In the past Indonesia's rivers have sustained wildlife, nurtured small communities that cluster on their banks, and transported travelers. It's only in recent years that their great potential for high-adrenaline recreational enjoyment - in the form of white-water rafting and kayaking - has been utilized. Whether you're after a few hours of action in Bali or Java, or a multi-day expedition in Sumatra or Sulawesi, there's enough to satisfy any white-water enthusiast's appetite.
The most high-profile operations are in Bali, where several rivers - the Ayung, Unda, Ubaya, Balian and Telaga - are commercially rafted. White-water rafting here is usually more of an environmental and cultural experience than an adrenaline-charged adventure. A trip down the Ayung, for example, takes you through deep valleys, terraced rice fields and finally into thick, tropical rainforest. On the way you can observe how rural Balinese life revolves around the river. With water channeled off to irrigate rice crops, and villagers gathering at the banks to bath and wash clothes. Graded 2-3 the Ayung River is frisky enough to be fun but not so much as to be dangerous.
There are times after heavy rains, when the excitement level on Balinese rivers definitely hits the redline. The fast-flowing Balian River (grade 2-3 in the dry season) is transformed into a thrashing grade 4-5 roller coaster when the river's running high. The upper section is particularly wild, with superb cascading rapids and wave trains. Huge boulders are scattered across the river bed, rolled down by torrential waters. The size of these boulders means there are excellent rapids when the river is in full flood, but they will also seriously impede your raft's progress when the water level is low.
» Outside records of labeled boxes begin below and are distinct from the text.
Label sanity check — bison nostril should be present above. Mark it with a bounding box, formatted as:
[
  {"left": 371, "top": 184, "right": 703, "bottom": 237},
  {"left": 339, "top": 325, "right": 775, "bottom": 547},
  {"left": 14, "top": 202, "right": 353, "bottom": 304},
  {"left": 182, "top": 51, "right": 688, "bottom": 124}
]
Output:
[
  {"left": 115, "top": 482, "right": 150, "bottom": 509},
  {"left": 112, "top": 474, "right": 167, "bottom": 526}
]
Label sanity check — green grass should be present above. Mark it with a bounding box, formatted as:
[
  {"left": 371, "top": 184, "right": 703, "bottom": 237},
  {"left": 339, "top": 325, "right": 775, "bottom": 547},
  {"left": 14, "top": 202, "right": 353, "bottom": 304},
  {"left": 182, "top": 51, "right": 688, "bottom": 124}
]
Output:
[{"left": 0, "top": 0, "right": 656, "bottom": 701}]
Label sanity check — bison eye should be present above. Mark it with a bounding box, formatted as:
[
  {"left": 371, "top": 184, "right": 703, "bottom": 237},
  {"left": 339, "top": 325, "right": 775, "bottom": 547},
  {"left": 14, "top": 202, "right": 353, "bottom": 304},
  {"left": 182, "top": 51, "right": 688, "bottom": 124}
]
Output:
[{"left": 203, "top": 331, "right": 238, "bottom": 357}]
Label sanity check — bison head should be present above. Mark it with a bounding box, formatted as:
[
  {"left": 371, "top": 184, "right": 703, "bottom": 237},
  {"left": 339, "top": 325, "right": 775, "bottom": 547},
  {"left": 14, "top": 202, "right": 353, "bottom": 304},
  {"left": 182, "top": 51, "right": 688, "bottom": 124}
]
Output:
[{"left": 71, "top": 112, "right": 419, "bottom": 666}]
For a longer and more intense river experience, try the multi-day expeditions on the grade 3-4 Sadan River in Sulawesi. Although the river is navigable most of the year, conditions are best between November and March, when rapids build and flow on for as long as 2km. The pristine forest surroundings are spectacular and its common to see giant lizards and other exotic wildlife.
The Citarik River which is conveniently situated an hour away from Bandung and a short drive from Jakarta, offers a gentle I6 km run through volcanic gorges and jungle, and is an excellent introduction to kayaking. The river is fed by a spring that runs down from Mount Halimun, so it flows all year round with clear water. The best time for adrenaline-thrills is during the rainy season, October to April. The biggest rapid, Cibaregbeg, can definitely push your pulse rate up in a big flow.
Sumatra has a classic white-water river: the Alas. it rises in the highlands and plunges 300km through Gunung Leuser National Park - the largest national park in Southeast Asia cutting across primary rainforest and deep gorges until it finally exits into the Indian Ocean. The grade 3-4 rapids are excellent, but the real attraction is the incredibly rich and diverse wildlife, including orangutans, monkeys, lemurs and many other primates.